Polymer translocation through extended patterned pores in two dimensions: scaling of the total translocation time

TL;DR

This study uses molecular dynamics simulations to analyze how a flexible polymer translocates through patterned pores in two dimensions, revealing scaling laws for translocation time based on chain length and pore geometry.

Contribution

It introduces a detailed scaling analysis of polymer translocation through patterned pores, highlighting the effects of pore geometry and patterning on translocation dynamics.

Findings

Translocation time scales as N^3 with chain length.

Scaling function depends on pore length and patterning.
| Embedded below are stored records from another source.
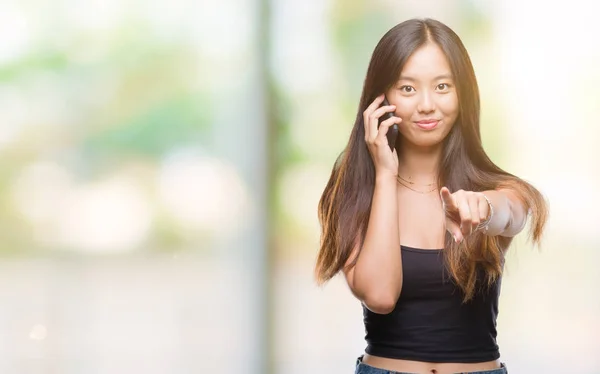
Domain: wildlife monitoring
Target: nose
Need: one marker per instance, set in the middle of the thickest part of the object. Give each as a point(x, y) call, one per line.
point(426, 104)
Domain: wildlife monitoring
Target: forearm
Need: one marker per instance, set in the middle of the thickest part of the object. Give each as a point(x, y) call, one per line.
point(378, 270)
point(509, 213)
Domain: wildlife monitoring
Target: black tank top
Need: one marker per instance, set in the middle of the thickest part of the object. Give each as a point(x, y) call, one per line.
point(430, 323)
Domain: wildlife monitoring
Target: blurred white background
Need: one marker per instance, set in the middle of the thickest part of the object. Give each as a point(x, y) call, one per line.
point(161, 164)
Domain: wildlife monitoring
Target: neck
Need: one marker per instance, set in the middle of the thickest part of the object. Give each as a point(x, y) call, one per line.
point(419, 164)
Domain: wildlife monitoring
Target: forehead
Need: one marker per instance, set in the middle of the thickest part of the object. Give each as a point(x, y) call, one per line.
point(428, 61)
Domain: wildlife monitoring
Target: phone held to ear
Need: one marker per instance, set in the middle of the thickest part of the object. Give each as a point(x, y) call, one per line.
point(392, 133)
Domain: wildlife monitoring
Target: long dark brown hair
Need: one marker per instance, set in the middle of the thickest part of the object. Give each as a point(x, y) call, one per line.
point(345, 205)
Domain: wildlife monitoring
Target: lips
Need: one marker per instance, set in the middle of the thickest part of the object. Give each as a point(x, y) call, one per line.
point(428, 124)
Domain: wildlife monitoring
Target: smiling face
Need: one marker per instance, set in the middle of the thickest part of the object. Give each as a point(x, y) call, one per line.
point(425, 97)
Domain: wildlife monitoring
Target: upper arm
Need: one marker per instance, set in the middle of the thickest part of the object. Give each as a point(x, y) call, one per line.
point(350, 265)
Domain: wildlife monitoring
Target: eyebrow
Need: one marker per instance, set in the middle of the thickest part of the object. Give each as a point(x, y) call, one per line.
point(439, 77)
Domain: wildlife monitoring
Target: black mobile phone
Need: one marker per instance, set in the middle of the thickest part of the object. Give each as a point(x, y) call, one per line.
point(392, 133)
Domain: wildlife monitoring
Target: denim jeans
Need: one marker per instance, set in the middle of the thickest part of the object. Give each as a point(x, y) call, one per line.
point(362, 368)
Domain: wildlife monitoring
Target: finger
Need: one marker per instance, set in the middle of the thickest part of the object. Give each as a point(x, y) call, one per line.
point(375, 115)
point(448, 200)
point(474, 208)
point(385, 126)
point(374, 105)
point(367, 115)
point(465, 217)
point(374, 120)
point(454, 230)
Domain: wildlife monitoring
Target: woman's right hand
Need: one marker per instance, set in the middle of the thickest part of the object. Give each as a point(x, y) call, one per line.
point(386, 161)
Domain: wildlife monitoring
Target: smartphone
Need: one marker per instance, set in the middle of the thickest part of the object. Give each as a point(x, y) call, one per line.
point(392, 133)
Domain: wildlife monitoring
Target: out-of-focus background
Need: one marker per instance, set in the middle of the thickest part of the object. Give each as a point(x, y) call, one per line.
point(161, 163)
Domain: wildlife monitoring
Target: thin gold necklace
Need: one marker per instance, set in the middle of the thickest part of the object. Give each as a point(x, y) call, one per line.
point(407, 181)
point(400, 179)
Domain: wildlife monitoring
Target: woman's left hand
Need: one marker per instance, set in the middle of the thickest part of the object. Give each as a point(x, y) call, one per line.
point(464, 211)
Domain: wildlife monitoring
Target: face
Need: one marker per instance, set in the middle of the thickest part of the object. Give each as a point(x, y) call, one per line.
point(425, 97)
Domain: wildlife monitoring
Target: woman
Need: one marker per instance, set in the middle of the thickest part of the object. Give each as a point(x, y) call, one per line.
point(420, 231)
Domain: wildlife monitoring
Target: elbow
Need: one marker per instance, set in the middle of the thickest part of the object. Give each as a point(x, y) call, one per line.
point(382, 303)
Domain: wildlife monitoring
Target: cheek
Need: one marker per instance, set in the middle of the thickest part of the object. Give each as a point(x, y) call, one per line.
point(404, 109)
point(449, 106)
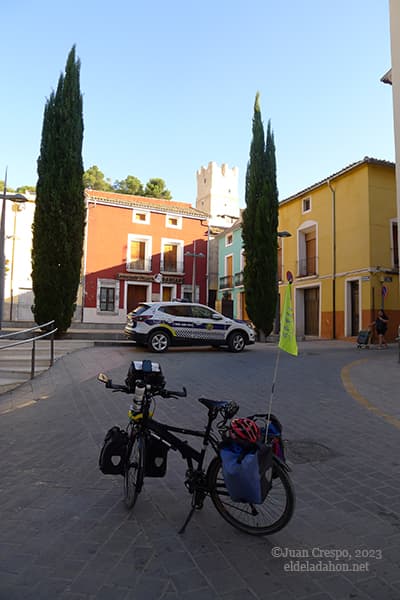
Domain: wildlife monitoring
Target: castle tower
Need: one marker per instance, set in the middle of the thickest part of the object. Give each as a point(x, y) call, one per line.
point(217, 193)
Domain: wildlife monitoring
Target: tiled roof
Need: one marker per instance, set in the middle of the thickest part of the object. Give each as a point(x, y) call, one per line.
point(365, 161)
point(154, 204)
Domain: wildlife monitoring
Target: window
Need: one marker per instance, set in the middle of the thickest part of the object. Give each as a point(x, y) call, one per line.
point(139, 253)
point(173, 221)
point(107, 296)
point(306, 205)
point(172, 256)
point(141, 216)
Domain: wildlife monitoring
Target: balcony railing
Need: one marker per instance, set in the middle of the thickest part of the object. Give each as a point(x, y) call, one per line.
point(171, 266)
point(306, 267)
point(226, 282)
point(239, 278)
point(139, 264)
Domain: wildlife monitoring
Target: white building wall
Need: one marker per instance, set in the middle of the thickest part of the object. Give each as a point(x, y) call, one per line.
point(18, 296)
point(217, 193)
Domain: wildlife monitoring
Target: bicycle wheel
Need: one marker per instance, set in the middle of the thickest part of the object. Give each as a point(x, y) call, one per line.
point(134, 471)
point(256, 519)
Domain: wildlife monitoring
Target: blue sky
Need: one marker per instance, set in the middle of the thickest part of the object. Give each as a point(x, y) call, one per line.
point(170, 86)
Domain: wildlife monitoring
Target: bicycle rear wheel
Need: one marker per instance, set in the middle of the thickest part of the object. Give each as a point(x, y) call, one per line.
point(134, 471)
point(256, 519)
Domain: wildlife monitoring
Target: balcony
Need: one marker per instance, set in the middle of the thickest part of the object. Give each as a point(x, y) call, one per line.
point(239, 278)
point(226, 283)
point(169, 266)
point(139, 264)
point(307, 267)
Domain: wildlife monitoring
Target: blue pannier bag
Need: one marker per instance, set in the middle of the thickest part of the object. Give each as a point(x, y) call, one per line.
point(247, 471)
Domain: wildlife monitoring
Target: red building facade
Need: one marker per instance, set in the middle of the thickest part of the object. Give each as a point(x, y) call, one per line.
point(141, 249)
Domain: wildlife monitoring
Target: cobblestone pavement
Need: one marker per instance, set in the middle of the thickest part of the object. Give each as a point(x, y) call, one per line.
point(64, 532)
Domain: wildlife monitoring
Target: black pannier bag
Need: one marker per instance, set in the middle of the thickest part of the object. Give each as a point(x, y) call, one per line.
point(113, 453)
point(147, 371)
point(155, 458)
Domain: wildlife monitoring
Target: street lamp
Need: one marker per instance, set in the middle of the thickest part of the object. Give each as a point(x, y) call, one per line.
point(195, 256)
point(13, 198)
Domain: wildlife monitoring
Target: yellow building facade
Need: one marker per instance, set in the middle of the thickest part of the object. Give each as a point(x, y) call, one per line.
point(342, 251)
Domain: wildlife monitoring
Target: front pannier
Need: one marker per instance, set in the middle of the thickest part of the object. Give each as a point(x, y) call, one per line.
point(113, 453)
point(147, 371)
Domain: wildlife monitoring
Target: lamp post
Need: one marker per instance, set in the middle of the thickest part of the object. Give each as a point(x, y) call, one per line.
point(280, 234)
point(13, 198)
point(195, 256)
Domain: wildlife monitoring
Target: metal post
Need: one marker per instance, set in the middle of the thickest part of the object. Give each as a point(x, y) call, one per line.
point(2, 253)
point(52, 349)
point(194, 273)
point(33, 360)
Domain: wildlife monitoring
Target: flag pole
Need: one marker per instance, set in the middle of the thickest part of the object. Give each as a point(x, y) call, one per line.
point(287, 342)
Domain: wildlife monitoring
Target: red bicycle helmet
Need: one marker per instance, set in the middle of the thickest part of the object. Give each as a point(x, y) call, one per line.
point(245, 430)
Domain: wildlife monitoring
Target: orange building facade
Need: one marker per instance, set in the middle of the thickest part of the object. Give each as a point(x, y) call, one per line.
point(141, 249)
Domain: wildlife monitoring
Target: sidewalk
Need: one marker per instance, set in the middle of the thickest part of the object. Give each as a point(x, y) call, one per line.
point(65, 534)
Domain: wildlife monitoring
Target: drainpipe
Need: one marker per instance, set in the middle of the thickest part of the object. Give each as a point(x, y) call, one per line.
point(333, 192)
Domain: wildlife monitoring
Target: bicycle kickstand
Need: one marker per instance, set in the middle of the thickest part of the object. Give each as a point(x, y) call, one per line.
point(190, 515)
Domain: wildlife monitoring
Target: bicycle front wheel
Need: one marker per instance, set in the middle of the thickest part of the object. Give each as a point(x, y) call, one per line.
point(134, 471)
point(256, 519)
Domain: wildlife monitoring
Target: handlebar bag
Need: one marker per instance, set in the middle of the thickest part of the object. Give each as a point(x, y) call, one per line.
point(113, 452)
point(247, 471)
point(145, 370)
point(155, 457)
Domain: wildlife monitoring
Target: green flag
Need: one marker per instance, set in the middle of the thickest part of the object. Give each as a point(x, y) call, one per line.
point(287, 338)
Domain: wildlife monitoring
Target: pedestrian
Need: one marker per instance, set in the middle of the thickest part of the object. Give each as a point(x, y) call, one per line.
point(381, 327)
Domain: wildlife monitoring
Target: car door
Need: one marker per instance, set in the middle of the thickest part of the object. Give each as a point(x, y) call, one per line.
point(179, 319)
point(208, 325)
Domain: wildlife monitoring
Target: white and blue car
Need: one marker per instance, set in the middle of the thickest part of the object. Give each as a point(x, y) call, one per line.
point(159, 325)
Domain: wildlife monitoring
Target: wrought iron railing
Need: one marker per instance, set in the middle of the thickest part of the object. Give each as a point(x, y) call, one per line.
point(139, 264)
point(226, 282)
point(33, 339)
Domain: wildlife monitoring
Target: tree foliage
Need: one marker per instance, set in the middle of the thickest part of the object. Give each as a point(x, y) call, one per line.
point(155, 188)
point(93, 178)
point(259, 230)
point(59, 220)
point(130, 185)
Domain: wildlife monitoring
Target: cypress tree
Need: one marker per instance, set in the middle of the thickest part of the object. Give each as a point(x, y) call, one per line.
point(259, 229)
point(59, 220)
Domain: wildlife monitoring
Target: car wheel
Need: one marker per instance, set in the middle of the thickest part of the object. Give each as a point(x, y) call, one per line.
point(236, 341)
point(158, 341)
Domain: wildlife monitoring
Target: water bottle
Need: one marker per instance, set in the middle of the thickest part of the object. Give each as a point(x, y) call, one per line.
point(138, 398)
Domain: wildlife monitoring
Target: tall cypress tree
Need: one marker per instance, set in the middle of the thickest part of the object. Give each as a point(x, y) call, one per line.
point(59, 220)
point(259, 229)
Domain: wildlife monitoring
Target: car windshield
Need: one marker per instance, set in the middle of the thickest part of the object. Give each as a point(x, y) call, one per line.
point(140, 309)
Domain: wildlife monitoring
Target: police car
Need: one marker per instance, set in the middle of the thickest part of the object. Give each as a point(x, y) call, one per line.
point(162, 324)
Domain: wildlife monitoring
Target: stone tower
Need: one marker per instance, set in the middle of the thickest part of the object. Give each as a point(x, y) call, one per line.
point(217, 193)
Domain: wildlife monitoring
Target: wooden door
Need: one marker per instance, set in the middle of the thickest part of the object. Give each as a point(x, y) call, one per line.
point(311, 311)
point(354, 307)
point(135, 295)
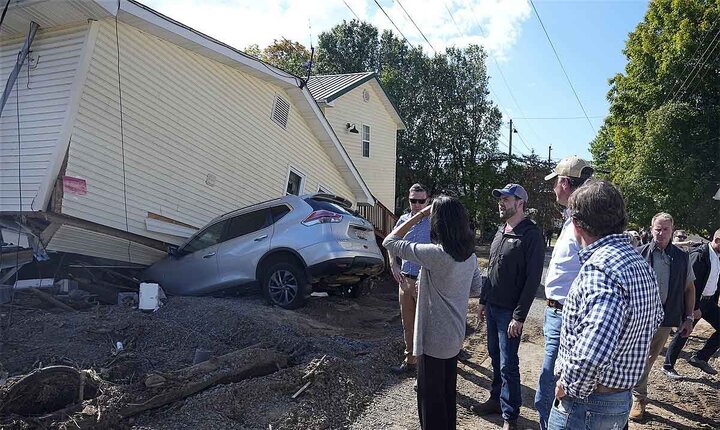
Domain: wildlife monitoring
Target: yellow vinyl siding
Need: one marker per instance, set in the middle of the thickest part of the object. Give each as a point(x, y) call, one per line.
point(184, 116)
point(378, 170)
point(43, 107)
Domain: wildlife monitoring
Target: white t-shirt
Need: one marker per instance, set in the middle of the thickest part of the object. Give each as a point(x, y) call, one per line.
point(711, 285)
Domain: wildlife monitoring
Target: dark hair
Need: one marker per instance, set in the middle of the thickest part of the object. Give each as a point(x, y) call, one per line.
point(598, 208)
point(418, 188)
point(450, 227)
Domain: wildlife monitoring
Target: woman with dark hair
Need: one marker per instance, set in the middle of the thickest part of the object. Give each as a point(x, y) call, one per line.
point(449, 272)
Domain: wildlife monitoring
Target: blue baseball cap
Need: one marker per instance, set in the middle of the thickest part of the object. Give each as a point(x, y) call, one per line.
point(514, 190)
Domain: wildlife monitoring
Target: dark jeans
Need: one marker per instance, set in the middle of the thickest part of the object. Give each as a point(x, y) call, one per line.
point(437, 379)
point(711, 314)
point(506, 364)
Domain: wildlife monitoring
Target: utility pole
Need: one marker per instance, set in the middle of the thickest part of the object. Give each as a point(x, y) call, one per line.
point(510, 144)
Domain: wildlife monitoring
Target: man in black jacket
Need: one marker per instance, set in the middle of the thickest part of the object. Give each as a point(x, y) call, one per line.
point(676, 287)
point(706, 265)
point(516, 262)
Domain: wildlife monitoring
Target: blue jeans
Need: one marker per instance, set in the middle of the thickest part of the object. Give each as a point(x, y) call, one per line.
point(545, 394)
point(506, 364)
point(598, 411)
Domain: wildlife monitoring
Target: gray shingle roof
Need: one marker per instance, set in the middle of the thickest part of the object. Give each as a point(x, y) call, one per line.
point(329, 87)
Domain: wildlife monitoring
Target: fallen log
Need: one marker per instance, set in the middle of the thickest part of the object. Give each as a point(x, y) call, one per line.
point(233, 367)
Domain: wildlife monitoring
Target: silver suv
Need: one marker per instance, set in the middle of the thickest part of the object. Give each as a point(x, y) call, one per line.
point(286, 244)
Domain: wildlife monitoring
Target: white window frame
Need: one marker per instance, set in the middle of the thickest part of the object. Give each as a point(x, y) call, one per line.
point(303, 179)
point(362, 139)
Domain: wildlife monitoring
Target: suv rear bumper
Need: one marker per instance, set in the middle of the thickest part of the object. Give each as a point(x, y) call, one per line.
point(347, 270)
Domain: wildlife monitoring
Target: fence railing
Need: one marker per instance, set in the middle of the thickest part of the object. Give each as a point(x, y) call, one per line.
point(381, 217)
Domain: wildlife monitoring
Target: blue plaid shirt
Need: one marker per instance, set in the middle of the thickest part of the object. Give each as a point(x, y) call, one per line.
point(609, 318)
point(419, 233)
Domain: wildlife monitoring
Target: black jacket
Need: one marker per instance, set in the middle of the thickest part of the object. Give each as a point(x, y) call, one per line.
point(515, 269)
point(700, 259)
point(674, 305)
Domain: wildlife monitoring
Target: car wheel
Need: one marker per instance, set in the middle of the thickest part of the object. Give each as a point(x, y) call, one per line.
point(284, 285)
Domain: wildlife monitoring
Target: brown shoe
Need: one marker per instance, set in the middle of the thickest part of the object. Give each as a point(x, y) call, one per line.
point(637, 412)
point(491, 406)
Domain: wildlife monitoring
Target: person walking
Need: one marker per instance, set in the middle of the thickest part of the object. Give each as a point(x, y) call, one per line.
point(706, 266)
point(406, 275)
point(449, 274)
point(516, 262)
point(570, 173)
point(675, 280)
point(609, 317)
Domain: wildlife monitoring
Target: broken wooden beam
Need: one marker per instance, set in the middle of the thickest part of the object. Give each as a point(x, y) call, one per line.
point(233, 367)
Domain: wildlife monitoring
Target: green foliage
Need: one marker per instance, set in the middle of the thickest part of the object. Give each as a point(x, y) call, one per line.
point(451, 141)
point(661, 141)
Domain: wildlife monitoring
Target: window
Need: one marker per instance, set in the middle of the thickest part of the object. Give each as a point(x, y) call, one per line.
point(209, 237)
point(278, 212)
point(246, 224)
point(295, 182)
point(318, 204)
point(366, 140)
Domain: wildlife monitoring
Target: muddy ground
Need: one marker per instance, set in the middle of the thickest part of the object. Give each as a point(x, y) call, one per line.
point(352, 388)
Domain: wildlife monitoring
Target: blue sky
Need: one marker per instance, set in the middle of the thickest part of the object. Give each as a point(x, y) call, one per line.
point(588, 35)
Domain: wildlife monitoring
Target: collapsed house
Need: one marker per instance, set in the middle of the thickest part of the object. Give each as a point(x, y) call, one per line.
point(123, 131)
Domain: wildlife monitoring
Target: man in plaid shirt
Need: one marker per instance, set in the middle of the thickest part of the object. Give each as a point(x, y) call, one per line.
point(609, 317)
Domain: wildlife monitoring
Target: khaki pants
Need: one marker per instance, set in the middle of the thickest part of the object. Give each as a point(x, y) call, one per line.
point(656, 346)
point(408, 302)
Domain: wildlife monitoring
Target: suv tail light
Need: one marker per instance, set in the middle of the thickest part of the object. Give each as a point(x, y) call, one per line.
point(322, 217)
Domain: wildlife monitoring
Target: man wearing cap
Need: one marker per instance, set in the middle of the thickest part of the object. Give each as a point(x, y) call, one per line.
point(516, 263)
point(570, 173)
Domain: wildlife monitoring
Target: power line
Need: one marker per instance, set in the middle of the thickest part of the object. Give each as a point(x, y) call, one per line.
point(416, 26)
point(353, 12)
point(393, 23)
point(557, 117)
point(572, 87)
point(682, 73)
point(699, 66)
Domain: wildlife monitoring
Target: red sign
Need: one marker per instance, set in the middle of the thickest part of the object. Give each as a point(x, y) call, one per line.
point(75, 186)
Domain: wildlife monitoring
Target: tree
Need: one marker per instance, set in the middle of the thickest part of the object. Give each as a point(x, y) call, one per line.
point(284, 54)
point(661, 141)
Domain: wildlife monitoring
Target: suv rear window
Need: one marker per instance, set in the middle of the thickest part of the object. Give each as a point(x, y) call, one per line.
point(318, 204)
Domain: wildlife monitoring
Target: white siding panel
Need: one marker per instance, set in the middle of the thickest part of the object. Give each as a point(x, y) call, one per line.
point(378, 170)
point(43, 105)
point(184, 117)
point(80, 241)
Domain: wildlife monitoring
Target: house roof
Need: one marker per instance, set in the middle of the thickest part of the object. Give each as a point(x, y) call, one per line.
point(326, 88)
point(50, 13)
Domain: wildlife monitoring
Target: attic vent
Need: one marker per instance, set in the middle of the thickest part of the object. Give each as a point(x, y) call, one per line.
point(281, 111)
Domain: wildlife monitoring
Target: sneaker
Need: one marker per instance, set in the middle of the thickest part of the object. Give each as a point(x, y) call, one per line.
point(671, 373)
point(510, 425)
point(403, 369)
point(491, 406)
point(702, 365)
point(637, 412)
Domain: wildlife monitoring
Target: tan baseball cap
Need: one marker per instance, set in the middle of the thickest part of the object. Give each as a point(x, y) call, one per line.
point(573, 167)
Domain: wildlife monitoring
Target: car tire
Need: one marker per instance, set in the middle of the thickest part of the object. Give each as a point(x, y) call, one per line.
point(284, 284)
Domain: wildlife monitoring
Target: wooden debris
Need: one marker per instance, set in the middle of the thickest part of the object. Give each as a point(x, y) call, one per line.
point(304, 387)
point(233, 367)
point(47, 298)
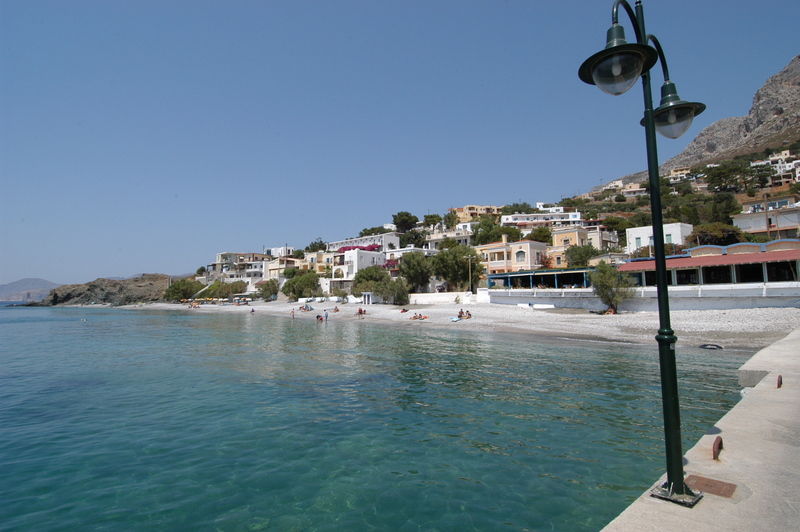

Patterned and unpatterned pores exhibit similar scaling exponents.

Abstract

We study the translocation of a flexible polymer through extended patterned pores using molecular dynamics (MD) simulations. We consider cylindrical and conical pore geometries that can be controlled by the angle of the pore apex $\alpha$. We obtained the average translocation time $\langle \tau \rangle$ for various chain lengths $N$ and the length of the pores $L_p$ for various values $\alpha$ and found that $\langle \tau \rangle$ scales as $\langle \tau \rangle \sim N^\gamma \mathcal{F}\left( L_p N^\phi \right)$ with exponents $\gamma = 3.00\pm0.05$ and $\phi = 1.50\pm0.05$ for both patterned and unpatterned pores.